Keira flicked her wrist, and a ball of fire the size of a pumpkin soared through the air. Seconds later she heard it crash, and she glanced at the spotter.
‘You hit the inner wall to the right of the fort,’ the warrior yelled. ‘Pull back twenty yards, and angle thirty to the left.’
Keira nodded, and sent over another fireball.
‘You hit a building inside the fortress,’ cried the warrior.
‘Good enough,’ she said. She increased the size of the next fireball to that of a wagon, and sent it on the same trajectory. She then fired off a dozen more in quick succession, sprinkling them around the same area.
‘The fortress is burning!’ the warrior called down to her.
‘The coal bins next,’ she shouted back. ‘Same routine.’
She gazed at the pillars of smoke rising over the edge of the ridge, trying to remember exactly where the giant stores of coal lay. She flicked her wrist, and a smaller fireball whooshed towards the compound.
‘Too far to the left,’ cried the warrior. ‘Angle fifty yards to the right.’
She tried again, and again, narrowing in on the bins, until the warrior whooped. Above his head the flames could be seen rising.
‘You got it!’ he yelled. ‘Pyre’s arsehole, it’s burning like an inferno.’
Keira glanced at her diminishing supply of fuel. She weaved her hand through the air, pulling up everything that remained
, and sent it over to the compound, over to where she knew the minehead lay. She waited for the whump as it hit, and smirked.

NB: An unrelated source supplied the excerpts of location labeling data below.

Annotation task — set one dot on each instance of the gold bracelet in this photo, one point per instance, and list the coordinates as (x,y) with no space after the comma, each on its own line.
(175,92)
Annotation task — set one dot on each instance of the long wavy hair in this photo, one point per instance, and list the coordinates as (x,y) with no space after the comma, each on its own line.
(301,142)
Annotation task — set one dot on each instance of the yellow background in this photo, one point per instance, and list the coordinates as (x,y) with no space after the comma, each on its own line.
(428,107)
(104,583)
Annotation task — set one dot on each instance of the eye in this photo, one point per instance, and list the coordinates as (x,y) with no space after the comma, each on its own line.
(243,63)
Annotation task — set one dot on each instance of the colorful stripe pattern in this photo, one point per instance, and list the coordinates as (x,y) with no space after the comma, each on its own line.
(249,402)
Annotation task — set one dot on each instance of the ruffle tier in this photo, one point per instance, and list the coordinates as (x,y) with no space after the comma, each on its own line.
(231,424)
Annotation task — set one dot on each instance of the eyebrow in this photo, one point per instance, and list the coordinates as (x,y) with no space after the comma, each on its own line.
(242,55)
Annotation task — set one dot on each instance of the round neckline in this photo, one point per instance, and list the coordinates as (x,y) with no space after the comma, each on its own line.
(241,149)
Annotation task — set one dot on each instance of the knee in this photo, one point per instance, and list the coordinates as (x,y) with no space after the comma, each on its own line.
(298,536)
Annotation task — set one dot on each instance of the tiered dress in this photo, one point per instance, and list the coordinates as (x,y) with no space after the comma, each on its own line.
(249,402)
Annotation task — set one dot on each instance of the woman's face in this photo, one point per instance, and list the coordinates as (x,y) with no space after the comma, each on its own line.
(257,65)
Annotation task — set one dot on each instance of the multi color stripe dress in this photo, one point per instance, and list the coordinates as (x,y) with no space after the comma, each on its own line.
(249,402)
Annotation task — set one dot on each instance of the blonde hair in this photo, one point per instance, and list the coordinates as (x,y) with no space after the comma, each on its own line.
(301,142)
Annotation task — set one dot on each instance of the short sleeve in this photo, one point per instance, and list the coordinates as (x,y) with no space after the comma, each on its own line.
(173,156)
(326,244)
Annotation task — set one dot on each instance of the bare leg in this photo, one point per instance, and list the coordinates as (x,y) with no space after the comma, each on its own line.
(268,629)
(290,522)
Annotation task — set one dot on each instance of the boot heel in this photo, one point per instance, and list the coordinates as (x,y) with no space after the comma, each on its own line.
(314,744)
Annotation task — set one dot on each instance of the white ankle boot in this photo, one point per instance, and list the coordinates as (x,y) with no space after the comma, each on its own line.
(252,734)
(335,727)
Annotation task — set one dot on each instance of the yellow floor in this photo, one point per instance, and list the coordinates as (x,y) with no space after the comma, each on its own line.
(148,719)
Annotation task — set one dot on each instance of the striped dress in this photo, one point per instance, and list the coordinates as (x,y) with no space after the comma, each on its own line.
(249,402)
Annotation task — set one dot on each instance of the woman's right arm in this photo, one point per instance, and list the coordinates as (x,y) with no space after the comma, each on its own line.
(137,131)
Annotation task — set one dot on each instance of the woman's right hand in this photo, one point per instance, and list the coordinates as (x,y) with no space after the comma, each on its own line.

They clambered back up the ridge, leaving a smouldering black circle on the ground behind them, and gazed down at the compound. The fortress at the front was burning, flames ripping through its towers and interior buildings. The minehead had collapsed, and was on fire, but the light it made was insignificant next to the raging conflagration by the coal bins. Black smoke was pouring up into the sky from where the mountains of coal lay, and the heat from it was igniting the structures around it.
Keira stared at the white-hot flames. From her attacks on the other compounds, she knew that the fire would rage on and on, until all the coal had been consumed, melting the rocks underneath the inferno, and scarring the land for years. She also knew that the cavern cities of the Rahain would be cold and dark that winter, and felt a savage revenge satisfied. Let those bastards suffer. Let their lizard arses freeze in the dark.
‘There’s the attack squads,’ yelled one of the warriors, pointing.
‘We’d better get down there,’ said Kallie. ‘There are still over a thousand soldiers in that garrison.’
Keira nodded, smiling to herself.
They sprinted down the loose rubble of the hillside, and ran towards the ruins of the fortress. They grew close enough to hear the screams from within, then turned and made for the main gates of the compound. Keira held her arm up as they ran, lifting a mass of fire from the burning fortress, and throwing it at the gates in front of where the attack squads had gathered. The gates exploded, their doors shattering from the burst of fire, and the attack squads funnelled through. Kallie swung her longbow off her shoulder, notched an arrow and shot down a Rahain guard up on the wall. Keira took another fireball from the fortress, and cleared the rest of the wall’s battlements, incinerating the other Rahain guards that were up there.